“O God, You Who by the guidance of a star this day revealed Your only-begotten Son to the Gentiles; mercifully grant that we who know You now by faith, may come to behold You in glory.”
”Today is the time of feasting, and the ranks of saints and angels have joined us in celebration
Today the grace of the all-holy Spirit in the likeness of a dove comes down upon the waters
Today shines the Sun that never sets”
Today is the feast of Epiphany and Theophany, also known as “Twelfth Night.” The Twelve Days of Christmas aren’t just a song—there are traditionally twelve days after Dec. 25 also celebrated as Christmas, ending on Jan. 6. Catholics still celebrate the Epiphany, but even among Protestants in some areas, particularly 18th-century America, “Twelfth Night” used sometimes to be a bigger celebration than Christmas Day. There are various wonderful ways to celebrate the feast, including the king cakes and other traditions I have previously described, but what exactly is the feast about? Epiphany commemorates the coming of the three kings or Magi to adore the Christ Child (Matt. 2), and Theophany commemorates Jesus’s baptism in the Jordan River (Matt. 3) and the revelation of the Trinity that followed it.

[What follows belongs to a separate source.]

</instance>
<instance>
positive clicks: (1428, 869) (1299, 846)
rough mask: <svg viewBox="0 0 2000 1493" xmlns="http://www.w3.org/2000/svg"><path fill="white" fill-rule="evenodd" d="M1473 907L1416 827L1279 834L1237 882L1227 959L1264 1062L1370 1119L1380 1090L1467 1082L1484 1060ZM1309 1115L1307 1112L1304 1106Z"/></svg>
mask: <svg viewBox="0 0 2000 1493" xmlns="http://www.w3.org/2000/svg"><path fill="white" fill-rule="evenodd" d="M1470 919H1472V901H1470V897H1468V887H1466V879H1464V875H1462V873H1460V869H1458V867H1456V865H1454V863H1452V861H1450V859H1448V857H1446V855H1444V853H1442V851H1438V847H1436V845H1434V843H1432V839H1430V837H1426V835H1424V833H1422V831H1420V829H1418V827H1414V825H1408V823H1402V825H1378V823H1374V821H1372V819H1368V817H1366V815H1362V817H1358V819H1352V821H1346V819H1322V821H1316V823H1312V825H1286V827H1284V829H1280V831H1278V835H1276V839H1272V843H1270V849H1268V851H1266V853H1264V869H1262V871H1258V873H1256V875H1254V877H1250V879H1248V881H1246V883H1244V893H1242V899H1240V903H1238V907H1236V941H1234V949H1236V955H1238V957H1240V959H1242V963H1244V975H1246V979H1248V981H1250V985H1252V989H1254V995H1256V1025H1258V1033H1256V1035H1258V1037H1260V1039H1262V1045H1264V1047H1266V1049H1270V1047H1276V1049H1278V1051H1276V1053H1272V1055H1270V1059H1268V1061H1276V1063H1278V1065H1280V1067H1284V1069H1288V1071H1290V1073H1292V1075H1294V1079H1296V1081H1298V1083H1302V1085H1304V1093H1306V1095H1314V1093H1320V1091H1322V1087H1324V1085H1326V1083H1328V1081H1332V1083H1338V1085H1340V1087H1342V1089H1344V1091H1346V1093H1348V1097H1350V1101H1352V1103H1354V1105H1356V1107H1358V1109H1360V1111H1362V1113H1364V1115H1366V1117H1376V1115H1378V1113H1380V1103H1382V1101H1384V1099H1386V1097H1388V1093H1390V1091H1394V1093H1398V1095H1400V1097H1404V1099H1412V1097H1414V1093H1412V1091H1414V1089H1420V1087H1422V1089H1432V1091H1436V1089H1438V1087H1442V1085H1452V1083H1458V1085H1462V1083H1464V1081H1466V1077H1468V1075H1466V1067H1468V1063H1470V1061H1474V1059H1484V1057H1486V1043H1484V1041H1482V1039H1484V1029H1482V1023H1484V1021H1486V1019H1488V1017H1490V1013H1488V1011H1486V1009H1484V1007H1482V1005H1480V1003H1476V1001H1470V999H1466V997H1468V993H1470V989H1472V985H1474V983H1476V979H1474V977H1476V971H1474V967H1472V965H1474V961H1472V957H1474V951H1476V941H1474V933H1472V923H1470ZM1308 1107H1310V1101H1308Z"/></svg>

There is obvious importance to these two Biblical feasts, celebrated simultaneously today (along with Jesus’s first miracle at Cana, John 2), with the Epiphany more emphasized in the West and the Theophany more emphasized in the East. Epiphany represents the first time it was clear that the Messiah came not only for God’s chosen people, the Jews, but for the whole world (the “Gentiles”). The three gifts of the Magi are also significant in revealing Jesus’s various roles, as the Divine Priest (frankincense, which was and is used in religious liturgies), as the sacrifice for the sins of the world (myrrh, used to embalm dead bodies), and as the King of the Universe (gold).
Meanwhile, Theophany shows the vital importance of baptism; connects the Old and New Testaments since St. John the Baptist is the last prophet of the Old Law; and reveals the mystery of the Triune God, one God in three persons.
Have a blessed Epiphany and Theophany!